Der 8. Mai muss im Gedächtnis bleiben!
Es bedurfte schon einer vierzigjährigen Wanderung durch die Wüste, bis neue Generationen heranwuchsen, die es erst einem Bundespräsidenten möglich machten, am 40. Jahrestag des 8. Mai vom Tag der Befreiung zu sprechen, was ihm aus den eigenen Reihen seiner Partei, der CDU, einen Sturm der Entrüstung einbrachte. Aber welche eine Hoffnung erzeugt das, was sich nun verändert hat. Heute kann ich gegenüber der Jugend alles sagen, auch ihnen sagen, wer in Wirklichkeit Landesverrat beging, nämlich alle, die sich an den Verbrechen des Hitlerregimes beteiligten, die sich willfährig hierfür zur Verfügung stellten. Eigentlich müsste ich sagen, wer keinen Widerstand leistete, beging Landesverrat. Aber so weit will ich nicht gehen.
Doch gegenüber den Jugendlichen füge ich hinzu: Deinem Großvater oder deinem Urgroßvater, der in der Hitlerarmee kämpfte, würde ich nie einen Vorwurf machen, war er doch zwangsweise eingezogen. Er war auch damals jung, hatte vielleicht mit Begeisterung gekämpft, wirklich geglaubt, "Volk und Vaterland" gegen den drohenden Feind des "Judäo-Bolschewismus" zu verteidigen, sich selbst als Patriot gesehen. Das würde ich ihm nie vorwerfen. Mir hätte dasselbe passieren können, wenn ich anders beeinflußt aufgewachsen wäre. So selbstgerecht will ich nicht sein. Aber es gäbe keine Entschuldigung dafür, wenn er heute noch, nach mehr als einem halben Jahrhundert nicht weiß, dass er mit seinen damaligen "vaterländischen" Gefühlen für einen verbrecherischen Krieg missbraucht worden ist und heute als Zeitzeuge nicht dazu beiträgt, dass sich nicht ähnliches wiederhole.

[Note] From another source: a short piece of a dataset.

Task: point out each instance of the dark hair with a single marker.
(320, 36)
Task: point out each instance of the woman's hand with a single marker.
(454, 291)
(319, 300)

Und darum geht es! Dazu könnte das Begehen des 60. Jahrestages des 8. Mai wesentlich beitragen. Wie wichtig ist das Erinnern an diesen Tag! Wie wichtig das Erinnern an die Befreiung Europas und Deutschlands von der Hitlerbarbarei, an die Rotarmisten und US-Soldaten in Torgau an der Elbe, die sich die Hände reichten; das Nazireich war untergegangen, die menschliche Zivilisation gerettet: Für alle Ewigkeiten muss im Gedächtnis der Menschheit verankert bleiben: Dieses Morgenrot der Menschheit, dieser Jubel, der ganz Europa, ja die ganze Welt erfasste, aber auch dass es ihn in Deutschland nicht gab. Dieses Erinnern hat eine große Bedeutung für die Fähigkeit und Bereitschaft, bei der Schaffung und Entstehung eines Deutschlands mitzuhelfen, welches wir erträumt hatten, ein antifaschistisch-demokratisches Deutschland, in dem nie, nie mehr aufkommen kann, was zu diesem entsetzlichen, blutigen, schändlichen Kapitel deutscher Geschichte führte, in dem für alle Zukunft niemand mehr in Angst leben muss, jemals von Faschismus und Krieg bedroht zu sein. In mehreren Ländern Europas ist der 8. Mai ein Feiertag. Er müsste eigentlich der nationale Feiertag Deutschlands sein. Mehr als tausend Gründe gäbe es.

Peter Gingold ist heute einer der Bundessprecher der VVN-BdA. Bei diesem Beitrag handelt es sich um einen um einige Passagen gekürzten Abdruck aus dem neu erschienen Buch von Michael Klundt (Hg.): Ein Untergang als Befreiung. Der 8. Mai 1945 und die Folgen.